General Admission

Pacquiao hardly scores convincing win

AL MENDOZA - GEN ADMISSION

By Al S. Mendoza

 

MANNY Pacquiao won, all right.

But was it really convincing?

Hardly. He won it hands down but not totally significant.

Modesty aside, I also scored the fight 116-110 in Pacquiao’s favor.

A friend of mine seated beside me during the fight said to me in jest:  “Why, all the three judges copied your score.”

The fight was the easiest to score.

Timothy Bradley Jr. hardly connected in the entire 12 rounds but still, I gave him four rounds. Out of pity?  Maybe.

If honesty is the best policy, generosity is also a good policy. Uplifts the spirit.

Pacquiao dominated the fight virtually from beginning to end.

He still had the moves of a young fighter, although slightly a bit slower now.  And not as hard a puncher as he used to be.

Twice he floored Bradley.
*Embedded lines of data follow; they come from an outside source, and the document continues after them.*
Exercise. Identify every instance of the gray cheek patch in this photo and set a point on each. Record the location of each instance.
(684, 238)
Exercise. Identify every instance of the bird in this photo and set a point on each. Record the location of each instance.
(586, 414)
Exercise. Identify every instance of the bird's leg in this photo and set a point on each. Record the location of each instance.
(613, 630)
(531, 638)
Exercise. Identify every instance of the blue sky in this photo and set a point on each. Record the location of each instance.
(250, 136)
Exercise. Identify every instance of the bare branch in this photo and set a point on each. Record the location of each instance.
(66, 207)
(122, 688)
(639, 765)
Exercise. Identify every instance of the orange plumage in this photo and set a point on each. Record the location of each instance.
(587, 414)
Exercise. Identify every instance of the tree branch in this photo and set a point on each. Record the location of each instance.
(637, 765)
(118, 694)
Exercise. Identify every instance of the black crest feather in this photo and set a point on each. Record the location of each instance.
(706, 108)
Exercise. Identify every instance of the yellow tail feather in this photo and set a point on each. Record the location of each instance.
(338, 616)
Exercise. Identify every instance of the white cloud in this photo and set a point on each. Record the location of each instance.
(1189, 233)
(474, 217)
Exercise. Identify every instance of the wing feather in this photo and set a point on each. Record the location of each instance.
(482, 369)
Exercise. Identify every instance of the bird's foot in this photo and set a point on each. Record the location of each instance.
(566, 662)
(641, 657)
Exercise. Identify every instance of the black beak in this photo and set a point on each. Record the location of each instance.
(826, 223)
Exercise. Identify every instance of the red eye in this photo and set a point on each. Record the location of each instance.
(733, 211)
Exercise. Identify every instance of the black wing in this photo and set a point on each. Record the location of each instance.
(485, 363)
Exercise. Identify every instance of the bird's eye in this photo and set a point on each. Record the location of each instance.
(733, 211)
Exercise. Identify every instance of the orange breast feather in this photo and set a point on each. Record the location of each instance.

Twice he didn’t finish Bradley off.

He didn’t fail.  He just didn’t want to send Bradley to dreamland.

Isn’t Bradley Bible-bound alongside Pacquiao?

In the seventh, Bradley fell from getting hit by a left below the ear after first absorbing a right hook.

Pacquiao did not pursue a knockout after Bradley got a standing 8-count.  He merely went through the motions of finishing the round.

Afraid that he might get hit by a lucky punch if he tried mixing it up?

The ghost of a knockout loss from a lucky punch courtesy of Juan Manuel Marquez still haunts him four years after the fact?

Bradley got decked again in the ninth, this time by a harder left to the kisser that sent him tumbling and somersaulting.

After another 8-count, Pacquiao again did not go for the kill.

Same reason?  Scared of Marquez’s phantom punch suddenly materializing in the heat of an exchange?

In the olden days, Pacquiao would turn tiger at the slightest opening, unleashing a rain of punches until his prey has finally crumpled on the floor—limp as an empty sack.

If the years had softened his rock-hard fists, I am not surprised.

The last time he scored a stoppage was in 2009 yet.

And it was not even a knockout victory but rather, a TKO win over Miguel Cotto.

Pacquiao was mercilessly pummeling Cotto with hits to the face when the referee said enough is enough and declared a 12th-round TKO loss for the Puerto Rican.

In the intervening seven years after that, Pacquiao has stopped stopping his foes.

He could only score knockdowns, punctuated by those 6 knockdowns he dealt Chris Algieri before PacMan lost to Floyd Mayweather Jr. on May 2, 2015.

After beating Bradley a second time, Pacquiao said he was retiring.

Nobody believed him.  Me, too.

But if he did retire, was it done in a blaze of glory?  Hardly.

Did his win translate into votes for his senatorial bid on May 9?  Hardly, too.

But this I can tell you, fellas:  Should he win next month at the polls, it will be as hard a pill to swallow.